You said you were concerned about the whims of a DM making unfair to players, and that a roll is fair. So...?
 

Voadam

Legend
I switched from not interested in any to using a gift certificate to order the 2024 PH. I expect a lot of games to switch over for future games as a default. I have no current plans to get the 2024 DMG or MM because I have the existing 5e ones and expect to be able to use those with a game where the PCs use the 2024 PH.
 

I honestly can't see a single reason to actually get 2024 5.5e. Having to put out full price for a new set of core rulebooks, when in reality it's glorified errata which doesn't fix any of the issues I had with the system (while introducing new issues).

And even if I did want to switch, both my groups have said they're not going to switch so it wouldn't happen anyway.
 

R_J_K75

Legend
The more I read about this revision the more I don't think it's for me. At one point I considered buying it, but I realized again why I don't play 5E anymore and I doubt this revision will fix any of that. The being able to reload a crossbow without a free hand is dumb and I don't trust them to make a well thought out revision. Even if I bought the revision, I doubt we'd play it very long so I'm not wasting my money
 

clearstream

(He, Him)
Or the rope above you snapping. I see what you are saying, but I don't think the 5e rules are exactly fail forward. The DMG includes an optional rule for failing forward. I believe they call it success with a consequence where if you fail by I think it's 3 or less, you still succeed but there is a consequence like the falling vase.
In the DMG are "optional" and "variant" rules, and just rules. DMG 237 is of the latter sort.

You could be thinking of 242, which extends that to extra consequences on specific numbers.
 

clearstream

(He, Him)
This is the point i disagree with many gms and the DMG. Failing forward, partial successes, degrees of success, and all those concepts are just unnecessary noise that hurt the game and conflict with an eloquent process.
They have their benefits, although as I said I find this to be less about binary versus trinary outcomes, and more about consequential outcomes.

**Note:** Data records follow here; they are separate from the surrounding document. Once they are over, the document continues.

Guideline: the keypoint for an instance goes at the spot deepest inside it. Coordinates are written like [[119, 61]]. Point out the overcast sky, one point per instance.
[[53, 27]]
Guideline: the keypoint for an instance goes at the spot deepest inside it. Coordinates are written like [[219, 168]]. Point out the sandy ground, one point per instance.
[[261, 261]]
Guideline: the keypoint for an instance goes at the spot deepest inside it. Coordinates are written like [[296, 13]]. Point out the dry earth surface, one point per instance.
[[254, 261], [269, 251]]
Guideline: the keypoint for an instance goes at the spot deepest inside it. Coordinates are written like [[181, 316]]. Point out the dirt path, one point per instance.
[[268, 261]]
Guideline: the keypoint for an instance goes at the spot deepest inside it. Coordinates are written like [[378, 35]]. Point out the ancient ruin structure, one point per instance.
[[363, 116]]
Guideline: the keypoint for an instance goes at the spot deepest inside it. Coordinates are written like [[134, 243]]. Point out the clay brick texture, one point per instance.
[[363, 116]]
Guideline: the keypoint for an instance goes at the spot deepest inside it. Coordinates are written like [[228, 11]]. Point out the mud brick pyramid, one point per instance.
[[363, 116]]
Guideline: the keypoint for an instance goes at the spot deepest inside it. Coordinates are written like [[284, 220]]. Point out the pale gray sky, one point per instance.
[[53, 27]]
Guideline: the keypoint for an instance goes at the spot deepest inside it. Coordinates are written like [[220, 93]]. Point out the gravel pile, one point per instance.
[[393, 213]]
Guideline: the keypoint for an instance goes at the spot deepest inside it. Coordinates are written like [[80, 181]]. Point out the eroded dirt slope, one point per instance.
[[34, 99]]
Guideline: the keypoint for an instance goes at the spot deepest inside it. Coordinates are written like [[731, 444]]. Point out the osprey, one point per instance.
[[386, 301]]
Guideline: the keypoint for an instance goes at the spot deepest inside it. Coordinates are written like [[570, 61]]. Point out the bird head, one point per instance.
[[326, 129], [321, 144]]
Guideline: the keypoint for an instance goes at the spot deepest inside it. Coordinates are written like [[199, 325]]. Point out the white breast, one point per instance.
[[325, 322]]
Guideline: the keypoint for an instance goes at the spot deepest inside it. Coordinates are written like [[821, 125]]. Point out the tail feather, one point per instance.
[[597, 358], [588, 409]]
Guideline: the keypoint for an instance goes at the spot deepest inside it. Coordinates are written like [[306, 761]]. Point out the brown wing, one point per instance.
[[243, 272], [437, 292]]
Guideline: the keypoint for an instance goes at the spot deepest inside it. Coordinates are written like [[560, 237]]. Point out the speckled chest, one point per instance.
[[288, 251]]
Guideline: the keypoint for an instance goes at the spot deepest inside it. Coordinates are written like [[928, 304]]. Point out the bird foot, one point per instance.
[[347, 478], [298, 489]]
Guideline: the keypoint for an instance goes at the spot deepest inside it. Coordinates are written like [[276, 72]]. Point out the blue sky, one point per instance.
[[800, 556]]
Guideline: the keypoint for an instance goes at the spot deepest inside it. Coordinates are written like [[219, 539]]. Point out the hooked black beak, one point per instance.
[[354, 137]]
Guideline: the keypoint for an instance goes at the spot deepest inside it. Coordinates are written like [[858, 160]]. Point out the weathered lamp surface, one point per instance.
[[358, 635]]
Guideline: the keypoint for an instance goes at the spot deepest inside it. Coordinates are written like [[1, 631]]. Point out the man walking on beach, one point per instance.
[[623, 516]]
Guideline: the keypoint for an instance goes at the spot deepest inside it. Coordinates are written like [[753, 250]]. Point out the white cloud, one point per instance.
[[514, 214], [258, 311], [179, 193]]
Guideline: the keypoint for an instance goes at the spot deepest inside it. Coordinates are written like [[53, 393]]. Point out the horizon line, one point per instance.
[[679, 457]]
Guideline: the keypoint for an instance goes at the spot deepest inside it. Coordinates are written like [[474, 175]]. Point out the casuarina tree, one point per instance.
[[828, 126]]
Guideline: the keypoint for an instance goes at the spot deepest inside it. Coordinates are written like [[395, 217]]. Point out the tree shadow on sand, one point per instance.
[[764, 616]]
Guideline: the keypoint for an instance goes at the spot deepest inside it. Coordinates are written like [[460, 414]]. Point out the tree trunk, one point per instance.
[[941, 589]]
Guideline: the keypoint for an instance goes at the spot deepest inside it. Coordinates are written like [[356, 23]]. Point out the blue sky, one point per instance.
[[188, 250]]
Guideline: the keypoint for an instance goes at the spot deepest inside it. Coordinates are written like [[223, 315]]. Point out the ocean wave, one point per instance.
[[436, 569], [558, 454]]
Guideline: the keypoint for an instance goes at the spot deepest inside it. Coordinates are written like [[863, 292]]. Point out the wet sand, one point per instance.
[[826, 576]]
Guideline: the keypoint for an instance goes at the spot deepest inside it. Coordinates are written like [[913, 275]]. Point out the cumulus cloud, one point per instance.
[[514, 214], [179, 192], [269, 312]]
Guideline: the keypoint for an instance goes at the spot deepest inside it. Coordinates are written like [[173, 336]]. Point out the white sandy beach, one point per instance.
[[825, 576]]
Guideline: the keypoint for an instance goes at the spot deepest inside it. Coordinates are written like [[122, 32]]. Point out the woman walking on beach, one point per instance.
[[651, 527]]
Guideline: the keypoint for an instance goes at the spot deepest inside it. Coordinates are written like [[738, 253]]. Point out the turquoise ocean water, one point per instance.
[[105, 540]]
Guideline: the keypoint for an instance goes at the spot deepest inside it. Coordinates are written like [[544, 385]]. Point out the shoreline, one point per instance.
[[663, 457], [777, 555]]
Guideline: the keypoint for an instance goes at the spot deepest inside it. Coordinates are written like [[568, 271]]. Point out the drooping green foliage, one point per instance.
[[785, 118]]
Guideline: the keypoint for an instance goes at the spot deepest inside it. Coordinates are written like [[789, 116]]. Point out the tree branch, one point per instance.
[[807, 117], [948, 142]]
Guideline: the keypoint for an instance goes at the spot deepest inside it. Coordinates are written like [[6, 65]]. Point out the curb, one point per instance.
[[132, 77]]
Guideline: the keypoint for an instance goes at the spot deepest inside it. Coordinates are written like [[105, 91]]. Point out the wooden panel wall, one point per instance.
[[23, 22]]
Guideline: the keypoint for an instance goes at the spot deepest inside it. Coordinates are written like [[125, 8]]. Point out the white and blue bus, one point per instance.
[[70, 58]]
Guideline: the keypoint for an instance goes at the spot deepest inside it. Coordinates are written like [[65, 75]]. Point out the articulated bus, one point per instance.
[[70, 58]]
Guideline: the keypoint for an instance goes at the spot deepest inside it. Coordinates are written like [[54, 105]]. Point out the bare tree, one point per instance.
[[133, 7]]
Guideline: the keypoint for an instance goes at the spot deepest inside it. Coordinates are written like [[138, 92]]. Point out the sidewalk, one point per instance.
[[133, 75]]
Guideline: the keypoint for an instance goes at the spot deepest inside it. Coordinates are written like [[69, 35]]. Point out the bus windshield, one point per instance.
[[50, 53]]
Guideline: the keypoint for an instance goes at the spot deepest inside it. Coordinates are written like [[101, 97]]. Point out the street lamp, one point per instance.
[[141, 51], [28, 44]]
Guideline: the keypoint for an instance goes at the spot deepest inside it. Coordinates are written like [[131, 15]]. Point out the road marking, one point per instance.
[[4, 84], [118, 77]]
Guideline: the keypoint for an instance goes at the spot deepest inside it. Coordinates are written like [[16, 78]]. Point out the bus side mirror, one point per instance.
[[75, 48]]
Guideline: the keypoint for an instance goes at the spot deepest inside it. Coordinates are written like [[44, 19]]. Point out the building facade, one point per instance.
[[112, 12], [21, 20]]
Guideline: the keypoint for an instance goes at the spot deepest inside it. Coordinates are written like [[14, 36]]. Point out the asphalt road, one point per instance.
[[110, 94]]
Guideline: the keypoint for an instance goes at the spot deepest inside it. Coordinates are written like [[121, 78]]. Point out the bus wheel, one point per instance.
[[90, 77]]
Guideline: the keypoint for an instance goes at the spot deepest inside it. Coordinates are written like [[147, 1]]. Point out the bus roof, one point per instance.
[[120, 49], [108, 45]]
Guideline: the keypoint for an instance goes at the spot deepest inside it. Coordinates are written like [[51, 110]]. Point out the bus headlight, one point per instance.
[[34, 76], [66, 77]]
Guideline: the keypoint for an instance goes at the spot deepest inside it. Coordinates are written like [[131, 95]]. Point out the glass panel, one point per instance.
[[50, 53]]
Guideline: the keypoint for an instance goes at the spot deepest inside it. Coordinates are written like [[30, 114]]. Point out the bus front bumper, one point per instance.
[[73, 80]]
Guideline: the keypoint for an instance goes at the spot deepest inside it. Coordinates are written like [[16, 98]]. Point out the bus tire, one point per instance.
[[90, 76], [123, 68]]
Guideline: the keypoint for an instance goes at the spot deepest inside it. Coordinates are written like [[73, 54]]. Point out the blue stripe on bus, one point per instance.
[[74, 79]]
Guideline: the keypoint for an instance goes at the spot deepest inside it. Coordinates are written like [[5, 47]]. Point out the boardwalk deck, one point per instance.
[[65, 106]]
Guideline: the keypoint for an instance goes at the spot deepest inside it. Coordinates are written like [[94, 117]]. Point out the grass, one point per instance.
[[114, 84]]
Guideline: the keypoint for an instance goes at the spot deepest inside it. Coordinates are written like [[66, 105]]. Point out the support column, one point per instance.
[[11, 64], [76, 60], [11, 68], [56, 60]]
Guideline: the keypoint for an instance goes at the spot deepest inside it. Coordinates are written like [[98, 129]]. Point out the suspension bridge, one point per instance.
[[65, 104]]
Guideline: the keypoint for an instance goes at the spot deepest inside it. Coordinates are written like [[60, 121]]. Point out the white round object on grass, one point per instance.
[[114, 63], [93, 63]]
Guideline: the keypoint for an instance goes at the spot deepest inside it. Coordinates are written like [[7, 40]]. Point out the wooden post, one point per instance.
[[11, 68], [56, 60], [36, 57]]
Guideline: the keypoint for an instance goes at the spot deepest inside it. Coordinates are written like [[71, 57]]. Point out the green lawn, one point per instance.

The GM should always know what failure means before rolling. If they don't know that there no reasonable reason for the check to occur. The dice are meant to be a neutral method to decide an outcome not a tool to inject randomness to the world for the sake of it.

This means that failure needs to be defined at the same time as determining if the roll is needed and the DC after adjusting for situational modifiers.
Agree, and the PHB text doesn't guide to it.

Where WoTC shat the bed is they gloss over the vast range of possibilities when your talking about failure. If you ask most GMs what failing means they talk about roll results rather than anything else.
A signal failing was not putting the words in DMG 237 into the PHB.

It'll be interesting to see what the 5.5 DMG contains.